- Original language: Russian
- Written by: Anton Chekhov

Premiere
- Date: 1889

= The Wood Demon (play) =

Play by Anton Chekhov

The Wood Demon or Leshy (Леший, 1889) is a comedic play in four acts by Anton Chekhov.

Written in September and October 1889, it was totally reworked in December, and premiered on December 27, 1889 at the private Abramova Theatre in Moscow. This second version of The Wood Demon was completed in April 1890 and received the permission to be staged by Imperial Theatres in May. It was published by the Rassokhin Publishers on 23 August 1890.

The play was first refused by the Alexandrinsky Theatre of Saint Petersburg and the Maly Theatre of Moscow.

Eight years after this play failed, Chekhov returned to the work. He reduced the cast list by half, changed the climactic suicide into an anti-climax of a failed homicide, and published the reworked play, much more successfully, under the title Uncle Vanya.

==Characters==
- Alexander Serebryakov, a retired professor
- Helena, his wife of 27 years old
- Sofia Alexandrovna (Sonya), his daughter from his first marriage, 20 years old
- Mary V. Wynn, widow of a privy councilor, the mother of the first wife of professor
- Egor P. Wynn, her son
- Leonid S. Zheltukhin, unfinished student of technology, a very rich man
- Julia Stepanovna, his sister, 18 years old
- Ivan Orlov, a landowner
- Fedor, his son
- Michael L. Khrushchev, a landowner, he graduated at the Faculty of Medicine
- Ilya Ilyich Dyadin
- Basil, a servant of Zheltukhin
- Simon, an employee at the mill

==Themes==
A dominant theme in The Wood Demon is that destruction of the environment and of people's lives are closely linked together.

==History==
The play was initially a collaboration between Chekhov and Alexey Suvorin.

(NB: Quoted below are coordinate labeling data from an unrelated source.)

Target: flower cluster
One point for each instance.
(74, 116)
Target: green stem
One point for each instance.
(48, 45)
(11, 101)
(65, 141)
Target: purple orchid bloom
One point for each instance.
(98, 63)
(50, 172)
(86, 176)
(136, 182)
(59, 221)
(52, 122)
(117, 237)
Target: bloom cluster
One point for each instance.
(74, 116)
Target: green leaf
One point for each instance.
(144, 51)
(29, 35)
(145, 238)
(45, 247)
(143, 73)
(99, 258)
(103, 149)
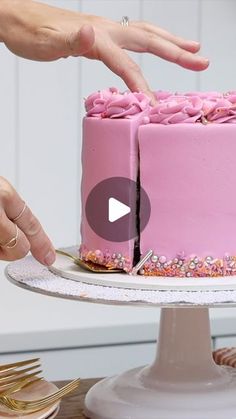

As such, it is full of biographical material collected during their time spent together in the summer of 1888. The play is linked with stories already written or in the process of being written, that stemmed from Chekhov's journey in 1887 to Kharkov and Taganrog.

==Reception==
The failure of The Wood Demon was one of the motivations for Chekhov's journey through Siberia and why he abstained from writing a play for the next seven years after which he rose to fame.